Помочь можно живым - Геннадий Прашкевич
Шрифт:
Интервал:
Закладка:
— Но как же, неужели обитатели Марса говорят по-французски? — спросил я после некоторой паузы, наступившей вслед за воодушевленным монологом Роша.
— Не только по-французски, но и по-русски, как вы сами изволили убедиться из вашего разговора через трубу. Разумеется, для обыденных сношений между собой у них есть свой язык. Но при помощи акустических труб, вроде той, что вы видели у меня в обсерватории, и при посредстве своих усовершенствованных телескопов они имеют возможность видеть и слышать до мельчайших подробностей все, что происходит у нас на Земле, а видя нас и слыша, уже нетрудно понять и изучить наши земные языки. Если же принять во внимание, что у обитателей Марса нет тех насущных забот о завтрашнем дне и о куске хлеба, которые убивают почти все наше время, то им и не остается ничего более, как только предаваться умственным занятиям, а между прочим, и изучению языков обитателей других планет.
— Вы мне рассказываете просто какие-то чудеса в решете! — воскликнул я, разводя в недоумении руками. — Но скажите, как вы-то додумались до устройства этой изумительной акустической трубы?
— Додумался до этого не я, а они же научили меня, как ее устроить. Когда я раскрыл шифр таинственных световых знаков и научился по ним читать, я хотел сообщить о своем открытии нашим ученым, но обитатели Марса предупредили меня, чтобы я пока этого не делал, так как, по их каким-то, не известным мне соображениям, пора для этого еще не настала. Вот поэтому-то я и держал свое открытие в секрете, да и вас прошу никому ничего не говорить о нем. Впрочем, если я не доживу до той поры, когда обитатели Марса разрешат мне опубликовать его, ну, тогда можете делать, как знаете.
— О, в моей скромности можете не сомневаться, — сказал я — И будем надеяться, что мне не приведется первому воспользоваться вашим разрешением.

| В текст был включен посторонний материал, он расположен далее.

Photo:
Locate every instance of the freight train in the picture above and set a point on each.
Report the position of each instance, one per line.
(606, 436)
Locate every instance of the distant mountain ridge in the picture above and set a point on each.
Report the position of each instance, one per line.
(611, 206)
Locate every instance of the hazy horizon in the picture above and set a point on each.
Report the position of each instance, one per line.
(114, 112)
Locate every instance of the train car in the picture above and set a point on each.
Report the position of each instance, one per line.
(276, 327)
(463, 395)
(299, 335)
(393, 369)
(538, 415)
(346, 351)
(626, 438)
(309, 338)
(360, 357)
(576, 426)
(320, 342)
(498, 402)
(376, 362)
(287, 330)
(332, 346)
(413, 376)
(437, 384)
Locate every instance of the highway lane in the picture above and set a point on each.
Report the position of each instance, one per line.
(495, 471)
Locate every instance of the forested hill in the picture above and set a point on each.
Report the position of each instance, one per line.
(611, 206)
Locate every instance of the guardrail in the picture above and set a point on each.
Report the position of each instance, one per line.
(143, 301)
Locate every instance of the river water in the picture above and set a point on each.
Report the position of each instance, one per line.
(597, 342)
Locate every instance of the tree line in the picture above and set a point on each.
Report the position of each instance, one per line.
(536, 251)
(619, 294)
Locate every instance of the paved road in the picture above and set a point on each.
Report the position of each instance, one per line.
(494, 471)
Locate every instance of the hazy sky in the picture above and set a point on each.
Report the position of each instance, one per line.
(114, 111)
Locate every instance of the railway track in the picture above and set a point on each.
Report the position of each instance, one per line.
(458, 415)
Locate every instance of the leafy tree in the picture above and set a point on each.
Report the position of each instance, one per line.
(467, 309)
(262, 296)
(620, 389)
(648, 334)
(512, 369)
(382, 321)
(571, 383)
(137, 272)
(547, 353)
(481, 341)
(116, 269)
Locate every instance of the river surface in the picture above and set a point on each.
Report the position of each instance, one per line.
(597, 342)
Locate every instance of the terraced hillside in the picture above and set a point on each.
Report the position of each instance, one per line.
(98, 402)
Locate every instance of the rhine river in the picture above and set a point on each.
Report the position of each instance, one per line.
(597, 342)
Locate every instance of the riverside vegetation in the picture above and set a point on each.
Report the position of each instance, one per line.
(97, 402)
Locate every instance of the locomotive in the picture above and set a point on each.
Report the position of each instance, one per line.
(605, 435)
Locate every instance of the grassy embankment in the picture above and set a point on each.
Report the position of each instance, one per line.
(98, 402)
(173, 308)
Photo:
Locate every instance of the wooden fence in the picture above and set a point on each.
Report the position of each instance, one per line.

— Ну, кто знает? — со вздохом заметил Роша. — Будущее никому неизвестно; да это и к лучшему, иначе и жить было бы не так любопытно. Впрочем, оставим эти печальные мысли. Итак, — продолжал он свой рассказ, — когда я начал свободно читать то, что мне передавали с Марса, по совету своих новых друзей из другого мира и по их указаниям, я построил здесь, на Монблане, свою собственную обсерваторию, в которой вот уже около десяти лет продолжаю жить, работать и наблюдать. Что касается до акустической трубы, так вас поразившей, то она устроена, как я уже сказал, по указаниям, данным мне также с планеты Марс. <…>
III
Предоставляю судить самому читателю, с каким вниманием и удивлением слушал я своего хозяина, стараясь не проронить ни единого слова из того, что он мне рассказывал. Не будь этой изумительной трубы, через которую я сам только что разговаривал с обитателем планеты Марс, я ни за что не поверил бы словам доктора и, если бы не принял его за помешанного, то, наверное, подумал бы, что он шутит. Но доказательство было налицо, и нельзя было не верить очевидности.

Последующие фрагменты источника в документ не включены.